Bouillon

Foundation for the Restoration
of Ste. Genevieve, Inc

Robert Mueller

Bouillon soup was the pot-au-feu of the Mid-Mississippi Valley. Since many early inhabitants of the Pays du Illinois or Illinois Country near Ste. Genevieve were French Canadians by birth, they made Bouillon d'habitant or farmer's soup an integral part of the local cuisine. While various kinds of meat can be used to make a Bouillon, chicken has become the traditional main ingredient in Ste. Genevieve.

Early visitors to the area wrote of the French inhabitants' penchant for Bouillon and other soups. Henry Marie Brackenridge, a seven year old boy sent from Pittsburg to Ste. Genevieve in 1793 to learn French wrote:

"With the poorest French peasant, cookery is an art well understood. They make great use of vegetables, and prepared in a manner to be wholesome and palatable. Instead of roast and fried, they had soups and fricassees, and gumbos, (a dish supposed to be derived from the Africans) and a variety of other dishes."

Brackenridge - Recollections of Persons and Places in the West


Image:Kui-Doraku [Wikipedia]

John Reynolds, one of the early Illinois governors and historian wrote about the French in Kaskaskia, Prairie du Rocher, and Cahokia across from Ste. Genevieve:

"About the 6th of January, in each year, which is called Jour de Rois (please see the Events/Signature page on this website), a party is given, and four beans are baked in a large cake; this cake is distributed amongst the gentlemen, and each one who receives a bean is proclaimed king. These four kings are to give the next ball. These are called "king balls". These kings select each a queen, and make her a suitable present. They arrange all things necessary for the dancing party.

In these merry parties, no set supper is indulged in. They go there not to eat, but to be and make merry. They have refreshments of cake and coffee served round at proper intervals. Sometimes Bouillon, as the French call it, takes the place of coffee."

Reynolds' History of Illinois, My Own Times

William C. Carr, one of the early American lawyers in the area, described the French food of Ste. Genevieve in 1804:

"The dinner of soup, very seldom of any other kind of meat besides that of which the soup is made."

William C. Carr

Ste. Genevieve Bouillon is made by cooking a chicken, preferably an old hen, at a simmer for two or more hours. Vegetables such as carrots, cabbage, turnips, onions and celery are added to the pot and cooked until tender. The broth is flavored with herbs such as parsley. The chicken and vegetables are removed, the liquid de-greased, the seasoning adjusted, and the broth strained or clarified. The resulting clear Bouillon was served in cups as a first course. This was followed by the chicken which was deboned after cooking and the cooked vegetables.

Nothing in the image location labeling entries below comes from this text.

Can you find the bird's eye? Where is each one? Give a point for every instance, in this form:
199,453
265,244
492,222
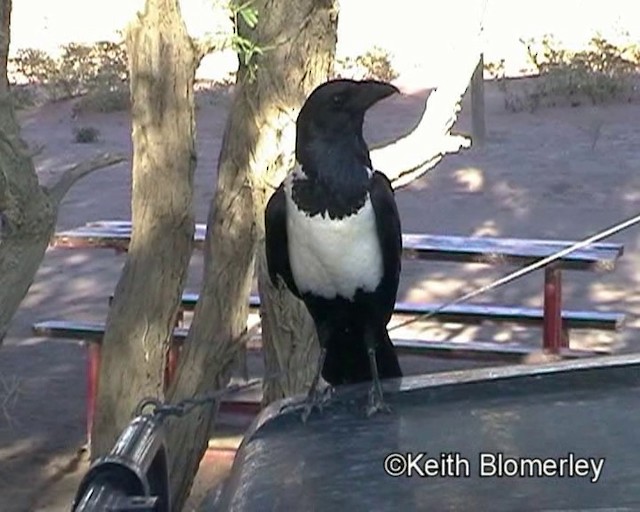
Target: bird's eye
338,100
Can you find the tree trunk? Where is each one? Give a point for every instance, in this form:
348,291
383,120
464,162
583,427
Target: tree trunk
162,62
299,41
28,212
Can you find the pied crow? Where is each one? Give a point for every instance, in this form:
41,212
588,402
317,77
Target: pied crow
333,236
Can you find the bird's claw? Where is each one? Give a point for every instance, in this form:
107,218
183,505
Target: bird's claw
316,400
376,402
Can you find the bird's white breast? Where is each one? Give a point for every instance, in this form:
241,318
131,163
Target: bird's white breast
334,257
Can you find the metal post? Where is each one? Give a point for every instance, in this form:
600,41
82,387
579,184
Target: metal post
553,339
93,373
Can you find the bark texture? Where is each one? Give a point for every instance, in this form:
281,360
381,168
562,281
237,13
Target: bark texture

While many of the traditional French dishes were not adopted by the Germans who started coming in mass to Ste. Genevieve in the 1830s, Bouillon was one of those dishes which the Germans readily adopted. In some German families, a little tomato juice was added to the broth during the cooking process. Bouillon became quite popular at various gatherings and card parties in Ste. Genevieve.

Bouillon has been the traditional chicken soup for the soul for generations of Ste. Genevieve inhabitants.